Om te sturen naar het vinden van deze balans is een aantal aanbevelingen opgesteld. Door de gevoeligheid van de data is het belangrijk dat zo min mogelijk fouten worden gemaakt. De meest aannemelijke fouten die zullen worden gemaakt in het LSP-systeem, raken altijd de medische gegevens van patiënten. De huidige periode wordt gekenmerkt door een focus op privacy en controle op eigen medische gegevens. Het gevoelig worden voor fouten is hierdoor in de praktijk onwenselijk. Echter door de IT-auditors en privacy specialisten is aangegeven dat het een kwestie van tijd is voordat een incident zich voordoet. Daarom is aandacht voor mogelijke scenario’s betreffende ongewenste situaties en beveiligingsincidenten van belang. Door het uitvoerig testen en analyseren van mogelijkheden kan tijdens een incident zo adequaat mogelijk worden geacteerd, waardoor gevolgen hopelijk kunnen worden ingeperkt. Het is opvallend dat door medisch specialisten wordt aangegeven dat bij het systeem sprake is van voornamelijk routinematig werk. Vanuit het privacy perspectief is dit wenselijk omdat hiermee duidelijkheid wordt verschaft over de te volgen procedures en protocollen. Echter is het van belang dat procedures en protocollen regelmatig worden herzien, zodat ingebedde ontwerpfouten tijdig kunnen worden gecorrigeerd. Er is een sleutelrol weggelegd voor communicatie. Dit betreft het aanscherpen van het belang van een juiste omgang met het systeem; het verduidelijken van taken en verantwoordelijkheden van verschillende organisaties maar ook binnen individuele zorginstellingen; en handelingen die moeten worden gevolgd tijdens een incident. Communicatie dient niet alleen te worden gericht op medewerkers maar ook op patiënten.
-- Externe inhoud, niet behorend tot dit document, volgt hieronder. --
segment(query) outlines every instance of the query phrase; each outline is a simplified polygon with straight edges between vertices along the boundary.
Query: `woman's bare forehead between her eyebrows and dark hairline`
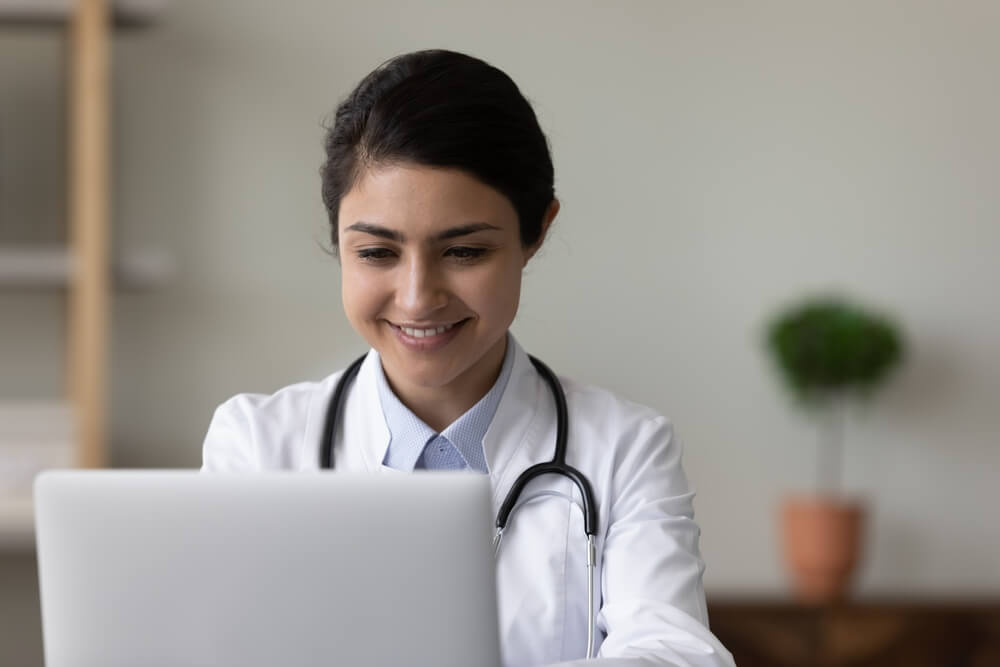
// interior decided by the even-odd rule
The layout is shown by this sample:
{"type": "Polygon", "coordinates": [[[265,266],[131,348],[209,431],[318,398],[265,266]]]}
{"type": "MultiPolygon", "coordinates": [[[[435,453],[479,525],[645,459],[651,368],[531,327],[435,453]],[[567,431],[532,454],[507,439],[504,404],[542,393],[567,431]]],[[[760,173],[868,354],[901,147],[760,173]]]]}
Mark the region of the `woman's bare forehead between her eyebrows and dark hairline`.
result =
{"type": "Polygon", "coordinates": [[[365,170],[341,199],[341,229],[363,221],[419,232],[487,222],[517,230],[517,212],[498,190],[460,169],[389,165],[365,170]]]}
De respondenten hebben aangegeven onvoldoende op de hoogte te zijn van de werking en mogelijke gevolgen van het LSP. Dit kan worden verholpen door meer informatie beschikbaar te stellen – bijvoorbeeld een informatiepakket voordat een keuze voor het wel of niet geven van toestemming moet worden gemaakt – en alleen schriftelijke toestemming te hanteren. Op deze manier wordt een patiënt meer begeleid en kunnen onzekerheden over de reikwijdte van het systeem worden weggenomen. Tot slot wordt aanbevolen om een andere identificatiemethode te hanteren dan het BSN. Het BSN is oorspronkelijk ingevoerd als identificatienummer voor de overheid.
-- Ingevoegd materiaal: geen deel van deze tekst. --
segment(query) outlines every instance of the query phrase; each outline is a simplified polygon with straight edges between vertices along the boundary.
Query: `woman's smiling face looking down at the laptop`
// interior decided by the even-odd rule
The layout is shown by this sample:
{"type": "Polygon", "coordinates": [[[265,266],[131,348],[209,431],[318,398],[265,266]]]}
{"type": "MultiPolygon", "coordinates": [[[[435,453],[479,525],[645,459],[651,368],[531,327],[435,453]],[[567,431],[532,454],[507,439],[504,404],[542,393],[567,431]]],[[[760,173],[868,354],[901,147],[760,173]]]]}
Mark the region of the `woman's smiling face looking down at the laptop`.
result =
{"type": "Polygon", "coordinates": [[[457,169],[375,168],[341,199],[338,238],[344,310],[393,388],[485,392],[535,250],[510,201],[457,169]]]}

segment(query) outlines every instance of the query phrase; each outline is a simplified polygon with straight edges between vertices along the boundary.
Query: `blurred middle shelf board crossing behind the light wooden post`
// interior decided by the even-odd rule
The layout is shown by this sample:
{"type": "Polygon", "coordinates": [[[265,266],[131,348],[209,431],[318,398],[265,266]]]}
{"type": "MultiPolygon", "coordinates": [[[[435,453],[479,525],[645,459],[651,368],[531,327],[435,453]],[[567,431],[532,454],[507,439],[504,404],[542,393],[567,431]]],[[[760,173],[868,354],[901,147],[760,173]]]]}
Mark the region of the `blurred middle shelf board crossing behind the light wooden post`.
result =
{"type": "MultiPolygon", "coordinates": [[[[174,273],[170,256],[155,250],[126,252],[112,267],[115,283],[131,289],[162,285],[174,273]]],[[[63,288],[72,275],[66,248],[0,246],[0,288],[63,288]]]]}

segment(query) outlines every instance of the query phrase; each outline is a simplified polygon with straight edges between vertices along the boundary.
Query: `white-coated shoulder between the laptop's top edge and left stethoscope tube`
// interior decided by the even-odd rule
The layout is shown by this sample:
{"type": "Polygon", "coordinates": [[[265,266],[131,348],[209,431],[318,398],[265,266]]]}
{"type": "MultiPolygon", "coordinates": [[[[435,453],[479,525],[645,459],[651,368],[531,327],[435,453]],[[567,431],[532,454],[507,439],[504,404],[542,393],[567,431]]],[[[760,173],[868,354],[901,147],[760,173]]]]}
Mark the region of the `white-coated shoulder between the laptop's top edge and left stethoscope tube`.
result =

Aangezien het LSP een private doorstart betreft, lijkt dit een onlogisch gekozen methode. Daarnaast is het BSN onvervangbaar, i.e. het nummer wordt aan een persoon gekoppeld voor de rest van zijn leven en bij incidenten wordt nooit een nieuw nummer verstrekt. Verschillende respondenten, afkomstig uit de diverse categorieën, hebben aangegeven open te staan voor een nieuwe identificatie- methode waarin alleen medische gegevens worden geregistreerd. In het geval van fouten is een dergelijk nummer niet herleidbaar naar het BSN, waardoor er een afbakening van gegevens is. De hiervoor benoemde aanbevelingen versterken het privacy concept binnen de bedrijfsvoering van het LSP, door zowel te focussen op het inhoudelijke systeem, op de menselijke factoren die met het systeem moeten omgaan en de visie van patiënten waarbij het belang van controle over data hoog is.